Mi buttai a peso morto sul letto, nello stesso letto con cui prima io e Kyo avevamo fatto l'amore, mentre adesso lui era troppo impegnato ad intrattenere quello scocciatore,pensai seccata accedendo la tv per distrarmi, ma qualsiasi canale mettessi non facevano altro che parlare di Keitawa e Nageshi, poi sentii bussare alla porta.

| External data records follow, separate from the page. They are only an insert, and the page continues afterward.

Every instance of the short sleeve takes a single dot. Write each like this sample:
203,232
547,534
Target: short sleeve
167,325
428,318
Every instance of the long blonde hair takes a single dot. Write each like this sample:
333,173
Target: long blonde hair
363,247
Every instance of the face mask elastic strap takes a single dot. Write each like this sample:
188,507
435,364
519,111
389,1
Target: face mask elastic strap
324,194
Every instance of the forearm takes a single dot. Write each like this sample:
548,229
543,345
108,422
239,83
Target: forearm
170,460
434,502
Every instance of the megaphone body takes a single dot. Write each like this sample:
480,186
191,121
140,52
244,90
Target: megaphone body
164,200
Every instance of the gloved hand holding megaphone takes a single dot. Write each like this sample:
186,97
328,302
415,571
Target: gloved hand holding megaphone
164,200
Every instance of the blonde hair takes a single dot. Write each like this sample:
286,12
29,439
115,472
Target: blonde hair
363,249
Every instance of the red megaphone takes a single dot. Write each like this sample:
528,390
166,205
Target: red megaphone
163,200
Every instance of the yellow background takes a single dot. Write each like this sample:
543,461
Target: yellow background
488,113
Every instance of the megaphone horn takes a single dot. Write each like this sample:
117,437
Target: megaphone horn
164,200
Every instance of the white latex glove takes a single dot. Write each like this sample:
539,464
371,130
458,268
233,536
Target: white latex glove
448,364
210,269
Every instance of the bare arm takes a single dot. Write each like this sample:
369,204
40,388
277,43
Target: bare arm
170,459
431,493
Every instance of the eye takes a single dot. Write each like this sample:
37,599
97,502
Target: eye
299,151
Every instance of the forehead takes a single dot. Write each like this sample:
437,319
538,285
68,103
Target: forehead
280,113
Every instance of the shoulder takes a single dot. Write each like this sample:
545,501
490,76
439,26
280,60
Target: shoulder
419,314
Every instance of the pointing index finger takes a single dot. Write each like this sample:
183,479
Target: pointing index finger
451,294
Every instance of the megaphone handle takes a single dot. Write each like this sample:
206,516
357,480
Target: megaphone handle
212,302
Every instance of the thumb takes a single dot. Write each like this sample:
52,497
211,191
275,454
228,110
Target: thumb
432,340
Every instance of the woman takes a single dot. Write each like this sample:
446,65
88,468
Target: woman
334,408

Doveva essere Kyo, così mi affrettai a rispondere che non avevo alcuna voglia di vederlo, non dopo come si era comportato nei miei confronti, ma continuò a bussare con insistenza, così rassegnata gli dissi di entrare, sentii spalancare la porta, poi incrociai lo sguardo dell'uomo, non era affatto Kyo, ma Nageshi notai con estrema delusione.

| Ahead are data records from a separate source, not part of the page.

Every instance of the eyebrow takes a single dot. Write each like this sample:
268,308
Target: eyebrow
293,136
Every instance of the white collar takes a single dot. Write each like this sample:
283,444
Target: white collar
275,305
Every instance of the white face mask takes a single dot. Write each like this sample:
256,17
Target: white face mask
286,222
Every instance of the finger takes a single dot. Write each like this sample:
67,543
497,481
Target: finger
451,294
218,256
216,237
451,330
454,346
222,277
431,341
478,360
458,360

“E tu? Che vuoi?” chiesi perplessa e scocciata.
“Volevo restituirti questo...” affermò l'uomo con aria incerta.
Osservai l' oggetto che mi stava consegnando, mi era familiare, era il diario in cui avevo sempre scritto da bambina, perché lo aveva lui?
“Perchè hai il mio diario?” chiesi stupefatta.
“E' complicato da spiegare...” affermò porgendomelo.
Lo presi, osservando la sua copertina rigida blu scuro, poi aprì una pagina a casaccio e vidi una grafia disordinata e gigantesca, le frasi erano semplici e scoordinate fra di loro e poi c'erano un mucchio di cancellature a penna che formavano degli enormi scarabocchi e delle macchie di inchiostro sparse un po' qua e là.
“Anche se è complicato io voglio che tu mi spiega come fai ad avere il mio diario?” gli chiesi con insistenza e con un certo fastidio, perché quel diario conteneva dei pensieri miei e intimi di bimba.
“ Me l' ha dato Keitawa, gli ho chiesto io di darmelo...” affermò irrequieto.
“Perchè?” chiesi sbalordita.
“Volevo sapere qualcosa di più di te...perchè sei mia figlia...” affermò serio in viso.
Non appena sentii quelle parole, mi sentii strana, come se fossi morta, non avevo la forza di parlare e il mio cervello sembrò spegnersi di colpo, superato lo choc mi infuriai e incominciai a dibattermi contro quell'uomo.
Era stato lui a far soffrire mia madre e ad averci abbandonato e adesso aveva pure la faccia tosta di farsi vedere e di dirmi in tutta tranquillità che lui era mio padre, dopo che non c'era mai stato per me, aveva la presunzione di definirsi tale.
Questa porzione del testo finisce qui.